Authors: Sanchez, Bryan;

STEM Truth Oracle: Log-Probability Multiple-Choice Ranking Reveals and Corrects Scale-Invariant Factual Biases

Abstract

We study a systematic failure mode in language models: when the true answer to a STEM question is surprising relative to training-data priors, models prefer plausible-sounding distractors over the correct answer. We build a 97-fact STEM benchmark spanning six domains (calculus, physics, chemistry, statistics, linear algebra, constants) and evaluate six models from GPT-2 (117M) to Qwen3-4B using log-probability multiple-choice ranking. Accuracy rises from 16% to 77% with scale, but systematic errors persist even at 4B parameters.

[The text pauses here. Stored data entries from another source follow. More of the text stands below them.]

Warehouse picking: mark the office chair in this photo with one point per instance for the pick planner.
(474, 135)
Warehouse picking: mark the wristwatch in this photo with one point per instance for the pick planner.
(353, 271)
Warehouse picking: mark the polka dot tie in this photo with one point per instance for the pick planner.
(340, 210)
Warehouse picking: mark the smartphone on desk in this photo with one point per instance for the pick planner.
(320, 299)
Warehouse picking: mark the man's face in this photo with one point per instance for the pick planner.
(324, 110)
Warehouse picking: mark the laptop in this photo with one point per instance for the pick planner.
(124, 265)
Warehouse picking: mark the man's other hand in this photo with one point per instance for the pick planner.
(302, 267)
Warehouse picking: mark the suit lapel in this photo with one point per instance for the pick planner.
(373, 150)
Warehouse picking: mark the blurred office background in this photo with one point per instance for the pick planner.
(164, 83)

We identify four scale-invariant bias patterns (positivity, linearity, missing-constant, truncation) that appear at all scales. A transfer matrix experiment shows zero cross-pattern generalization from single-pattern adapters; mixed training achieves 70-100% per-pattern accuracy. Log-probability margin is a perfect binary oracle: positive margin predicts correct answer with 100% precision and recall on the 40-fact probe set. Margin magnitude tracks domain difficulty. v1.1 changes: Expanded limitations section, replaced informal self-references with DOI citations, strengthened abstract opening, added GitHub link.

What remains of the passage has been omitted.